The Department of Housing and Urban Development published a regulation on the Federal Register last week increasing the initial or periodic interest rate cap as well as the life reset on FHA-insured 5/1 ARM loans. The new rule, effective April 28, raises the periodic cap on FHA-insured 5/1s to 2% from 1% and the life cap to 6% from 5%. The new caps allow the differentiation between the FHA's 5/1 ARM program and its 3/1 program. Currently, only ARMs with initial reset periods of three years or less are allowed a 1% interest rate adjustment. The HUD has also invited interested parties to submit comments on the new rule by May 31.

In the published regulation, the HUD stated that it is aware of the concerns among mortgage lenders and borrowers regarding the 1% limitation on the annual interest rate adjustment for 5/1 ARMs, stating that the concerns center around the fact that the 1% cap does not accurately reflect the realities in the mortgage sector. For instance, HUD said that conventional mortgage lenders do not provide 5/1s with a 1% cap on annual interest rate adjustments, adding that this inability makes the FHA-insured 5/1 ARM less attractive to borrowers and lenders alike since the appeal of the product is driven by the lower initial interest rate.

Furthermore, the HUD also stated that the 1% limitation undercuts HUD's ability to provide mortgage insurance for a full range of ARM mortgages with standing initial interest rates less than for 30-year conventional counterparts.
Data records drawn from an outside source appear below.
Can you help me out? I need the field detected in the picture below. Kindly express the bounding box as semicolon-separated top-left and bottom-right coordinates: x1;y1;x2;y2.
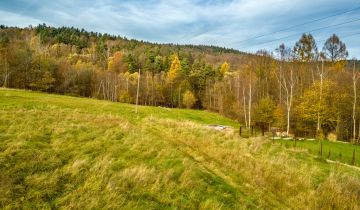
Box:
0;89;360;209
276;140;360;166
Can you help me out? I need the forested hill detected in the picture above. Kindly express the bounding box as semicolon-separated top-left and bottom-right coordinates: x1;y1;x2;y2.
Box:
0;25;360;142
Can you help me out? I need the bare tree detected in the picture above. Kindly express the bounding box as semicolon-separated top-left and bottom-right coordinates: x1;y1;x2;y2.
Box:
277;63;297;136
352;59;360;143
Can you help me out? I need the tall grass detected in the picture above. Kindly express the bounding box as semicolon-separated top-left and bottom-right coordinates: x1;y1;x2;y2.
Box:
0;90;360;209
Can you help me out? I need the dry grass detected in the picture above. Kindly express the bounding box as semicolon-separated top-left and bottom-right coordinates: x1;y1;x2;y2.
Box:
0;91;360;209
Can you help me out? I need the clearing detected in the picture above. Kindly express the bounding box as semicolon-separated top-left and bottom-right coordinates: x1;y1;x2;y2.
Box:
0;89;360;209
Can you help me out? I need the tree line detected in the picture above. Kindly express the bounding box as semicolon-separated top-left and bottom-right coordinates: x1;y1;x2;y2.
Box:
0;24;360;143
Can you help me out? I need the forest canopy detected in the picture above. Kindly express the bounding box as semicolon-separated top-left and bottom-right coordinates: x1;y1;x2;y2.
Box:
0;24;360;142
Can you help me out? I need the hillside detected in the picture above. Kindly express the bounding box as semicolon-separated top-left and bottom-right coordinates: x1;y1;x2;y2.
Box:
0;89;360;209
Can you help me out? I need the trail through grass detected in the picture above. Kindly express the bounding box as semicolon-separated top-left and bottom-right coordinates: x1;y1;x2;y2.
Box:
0;89;360;209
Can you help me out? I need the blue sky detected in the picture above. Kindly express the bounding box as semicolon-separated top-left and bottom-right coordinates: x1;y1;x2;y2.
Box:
0;0;360;58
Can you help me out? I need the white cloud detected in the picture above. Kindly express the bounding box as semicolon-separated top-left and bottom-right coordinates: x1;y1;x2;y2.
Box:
0;0;357;55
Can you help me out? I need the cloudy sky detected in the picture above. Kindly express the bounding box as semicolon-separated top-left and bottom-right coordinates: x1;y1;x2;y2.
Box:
0;0;360;58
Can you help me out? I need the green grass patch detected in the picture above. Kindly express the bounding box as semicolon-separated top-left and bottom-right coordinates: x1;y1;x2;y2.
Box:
0;89;360;209
276;140;360;166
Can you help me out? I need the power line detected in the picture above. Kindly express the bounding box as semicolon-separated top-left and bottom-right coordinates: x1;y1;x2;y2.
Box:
235;18;360;47
318;32;360;42
230;7;360;44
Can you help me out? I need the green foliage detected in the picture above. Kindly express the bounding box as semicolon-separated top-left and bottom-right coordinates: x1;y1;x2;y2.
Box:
254;97;275;125
0;89;360;209
183;90;197;109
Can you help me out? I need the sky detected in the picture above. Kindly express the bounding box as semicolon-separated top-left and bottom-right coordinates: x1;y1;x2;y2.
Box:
0;0;360;59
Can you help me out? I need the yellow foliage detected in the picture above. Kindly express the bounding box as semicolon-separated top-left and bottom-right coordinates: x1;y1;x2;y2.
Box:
332;60;347;71
167;55;181;82
220;61;230;75
183;90;197;109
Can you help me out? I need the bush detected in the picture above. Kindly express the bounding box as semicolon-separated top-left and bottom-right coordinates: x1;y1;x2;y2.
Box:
183;90;197;109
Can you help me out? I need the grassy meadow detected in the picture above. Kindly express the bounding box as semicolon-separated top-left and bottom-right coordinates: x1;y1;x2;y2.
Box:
0;89;360;209
276;140;360;166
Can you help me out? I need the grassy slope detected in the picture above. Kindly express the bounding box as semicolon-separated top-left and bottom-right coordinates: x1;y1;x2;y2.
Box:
277;140;360;167
0;89;360;209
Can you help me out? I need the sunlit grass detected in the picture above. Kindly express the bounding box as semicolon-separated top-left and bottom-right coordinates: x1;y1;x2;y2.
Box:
0;89;360;209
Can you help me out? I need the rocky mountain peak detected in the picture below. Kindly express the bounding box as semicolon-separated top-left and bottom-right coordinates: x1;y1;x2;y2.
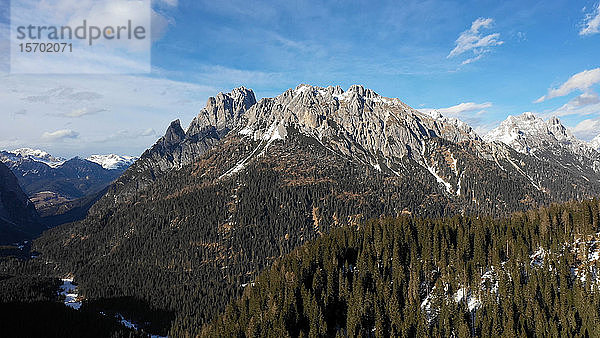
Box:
484;112;591;156
162;119;185;147
242;84;478;170
590;135;600;151
187;87;256;136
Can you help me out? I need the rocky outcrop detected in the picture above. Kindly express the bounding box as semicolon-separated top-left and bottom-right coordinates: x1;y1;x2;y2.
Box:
242;85;479;170
134;87;256;176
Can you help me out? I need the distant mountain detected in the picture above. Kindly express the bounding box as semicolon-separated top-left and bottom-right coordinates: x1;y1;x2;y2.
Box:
86;154;137;171
0;148;135;200
484;112;590;155
0;163;44;244
0;148;135;225
2;148;66;168
36;85;600;336
590;135;600;151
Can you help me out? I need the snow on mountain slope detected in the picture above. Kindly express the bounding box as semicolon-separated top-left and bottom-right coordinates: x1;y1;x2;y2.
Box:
483;112;591;155
86;154;137;170
590;135;600;151
1;148;66;168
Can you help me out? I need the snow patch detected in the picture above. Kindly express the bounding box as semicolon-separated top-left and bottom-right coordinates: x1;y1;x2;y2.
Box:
59;278;81;310
86;154;137;170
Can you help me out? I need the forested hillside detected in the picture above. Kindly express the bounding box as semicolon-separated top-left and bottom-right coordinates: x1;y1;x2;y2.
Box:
200;200;600;337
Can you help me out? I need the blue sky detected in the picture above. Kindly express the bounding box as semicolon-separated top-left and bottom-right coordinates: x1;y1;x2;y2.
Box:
0;0;600;156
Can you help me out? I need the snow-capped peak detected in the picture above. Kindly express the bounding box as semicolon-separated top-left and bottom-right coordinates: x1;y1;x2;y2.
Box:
484;112;587;154
590;135;600;152
86;154;137;170
6;148;66;168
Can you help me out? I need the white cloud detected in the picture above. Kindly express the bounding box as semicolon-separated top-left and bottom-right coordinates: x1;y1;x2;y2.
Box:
571;92;600;107
436;102;492;116
535;68;600;103
62;108;107;117
571;118;600;141
0;75;216;157
579;2;600;35
42;129;79;142
447;18;504;64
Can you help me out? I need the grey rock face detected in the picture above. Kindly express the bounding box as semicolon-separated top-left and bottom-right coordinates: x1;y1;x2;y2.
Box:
136;87;256;175
243;85;479;169
484;113;600;173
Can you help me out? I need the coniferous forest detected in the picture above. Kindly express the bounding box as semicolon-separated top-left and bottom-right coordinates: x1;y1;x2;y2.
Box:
202;200;600;337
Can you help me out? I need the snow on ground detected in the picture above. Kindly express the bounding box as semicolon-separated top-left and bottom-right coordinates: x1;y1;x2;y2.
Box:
59;278;81;310
454;287;481;311
529;247;546;268
427;166;452;194
3;148;66;168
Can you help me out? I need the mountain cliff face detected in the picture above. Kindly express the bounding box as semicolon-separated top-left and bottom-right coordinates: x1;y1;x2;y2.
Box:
484;113;600;176
0;162;43;244
36;85;600;336
590;135;600;151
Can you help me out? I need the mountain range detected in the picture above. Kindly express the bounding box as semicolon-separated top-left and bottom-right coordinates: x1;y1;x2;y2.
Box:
25;85;600;335
0;148;136;216
0;163;45;244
The ruling also stated that increasing to a 2% cap, as well as raising the life cap to 6% for 5/1s, are both consistent with those applicable to seven- and 10-year ARMs.

Countrywide Securities mortgage strategist Paul Jacob said that the change in the 5/1 ARM initial reset is expected to help with investor acceptance of the product, although not as much as if a full 5% initial reset had been allowed. "The increase in the life cap certainly won't hurt, but the hybrid market is much more focused on initial reset caps than on life rate caps," added Jacob.
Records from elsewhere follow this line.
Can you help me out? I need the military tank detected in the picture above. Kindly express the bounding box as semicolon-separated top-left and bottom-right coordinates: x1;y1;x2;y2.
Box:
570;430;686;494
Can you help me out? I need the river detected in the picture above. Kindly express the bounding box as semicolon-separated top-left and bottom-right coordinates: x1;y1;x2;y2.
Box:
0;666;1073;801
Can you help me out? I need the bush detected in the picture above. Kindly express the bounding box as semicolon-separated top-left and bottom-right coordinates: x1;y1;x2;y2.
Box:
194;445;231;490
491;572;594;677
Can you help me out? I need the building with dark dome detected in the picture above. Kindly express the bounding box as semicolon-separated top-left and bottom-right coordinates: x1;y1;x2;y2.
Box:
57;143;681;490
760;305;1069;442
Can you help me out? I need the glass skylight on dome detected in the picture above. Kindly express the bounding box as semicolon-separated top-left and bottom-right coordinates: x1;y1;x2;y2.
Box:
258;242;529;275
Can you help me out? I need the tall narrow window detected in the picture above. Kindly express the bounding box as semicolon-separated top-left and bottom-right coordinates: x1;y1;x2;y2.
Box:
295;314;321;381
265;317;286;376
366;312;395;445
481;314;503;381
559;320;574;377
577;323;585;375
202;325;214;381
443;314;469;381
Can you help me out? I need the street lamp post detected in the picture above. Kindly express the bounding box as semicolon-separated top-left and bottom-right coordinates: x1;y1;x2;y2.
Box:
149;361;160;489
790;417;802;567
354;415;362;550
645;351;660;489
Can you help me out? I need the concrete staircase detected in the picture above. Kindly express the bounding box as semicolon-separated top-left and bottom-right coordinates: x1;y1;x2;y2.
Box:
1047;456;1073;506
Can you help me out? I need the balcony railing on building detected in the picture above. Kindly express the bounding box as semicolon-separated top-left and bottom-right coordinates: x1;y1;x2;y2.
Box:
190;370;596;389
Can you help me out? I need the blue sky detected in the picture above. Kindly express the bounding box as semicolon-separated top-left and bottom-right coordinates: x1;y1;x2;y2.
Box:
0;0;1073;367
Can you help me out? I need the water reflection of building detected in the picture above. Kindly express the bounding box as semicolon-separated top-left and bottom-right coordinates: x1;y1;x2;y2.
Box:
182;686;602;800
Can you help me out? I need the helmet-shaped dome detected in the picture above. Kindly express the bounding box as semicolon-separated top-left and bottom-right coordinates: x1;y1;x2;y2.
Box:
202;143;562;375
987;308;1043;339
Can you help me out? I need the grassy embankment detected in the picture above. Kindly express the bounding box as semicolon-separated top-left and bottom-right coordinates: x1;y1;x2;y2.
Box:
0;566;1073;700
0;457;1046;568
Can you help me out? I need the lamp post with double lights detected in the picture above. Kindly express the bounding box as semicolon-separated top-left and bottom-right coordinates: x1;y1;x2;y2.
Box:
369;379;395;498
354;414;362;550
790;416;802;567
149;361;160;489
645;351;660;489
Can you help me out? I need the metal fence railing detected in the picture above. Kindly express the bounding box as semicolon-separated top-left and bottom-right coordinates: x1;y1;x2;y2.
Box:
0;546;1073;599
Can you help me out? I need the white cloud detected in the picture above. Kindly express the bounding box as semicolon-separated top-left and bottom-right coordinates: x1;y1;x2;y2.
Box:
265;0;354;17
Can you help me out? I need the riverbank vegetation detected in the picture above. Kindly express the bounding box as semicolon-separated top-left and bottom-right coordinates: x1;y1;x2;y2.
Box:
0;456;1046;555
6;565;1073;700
He explained that from an investor's perspective, the higher initial reset greatly decreases the chance that these investors will run into an interest rate cap before the loan or the bond becomes adjustable. One of the real attractions of the ARM sector from an investor's point of view is having a finite fixed period before turning into a floating rate bond. "The world loves a short duration instrument, which makes the ARM very popular," Jacob said. Having the higher cap, particularly the initial cap, gives investors more certainty that they will have a bond that will perform like a floating rate product when the fixed period ends.

Victoria Averbukh, MBS analyst at Deutsche Bank Securities, said that the change in the caps for the FHA 5/1 ARM would be good for the Ginnie Mae ARM market, although the impact would be limited because issuance in this sector is very small. One problem, she said, is there is more of a variety of ARM caps offered on the conventional side. Aside from this, Ginnie Mae and the FHA target near prime, subprime as well as high LTV borrowers who are being offered a wide array of products such those under the Alt-A label "that are probably more attractive than a straightforward hybrid ARM," she said. In terms of prepayments, Averbukh said that the change would probably not slow down or significantly speed up Ginnie Mae prepayments especially considering the low issuance in the Ginnie ARM sector.

In terms of the effect on the mortgage market in general, the impact would have been more significant if HUD were to initiate an I/O loan program, Countrywide's Jacob said. For instance, Jacob suggested HUD initiate a product analogous to a 5/1 I/O loan, which has become widespread in the conventional and jumbo ARM sectors.

In this case, GNMA prepayments would not be greatly affected, added Jacob. In general, the flatter yield curve has compressed the spread between primary fixed and ARM rates in recent months. "This has, to some extent, reduced the appeal of ARMs for refinancings out of fixed rates, though ARMs remain quite popular for home purchases," Jacob explained. "So, we do not anticipate this to have a significant impact on prepayments. However, if the Ginnie Mae ARM program picks up in popularity, it might reduce supply in Ginnie Mae fixed-rate [MBS]."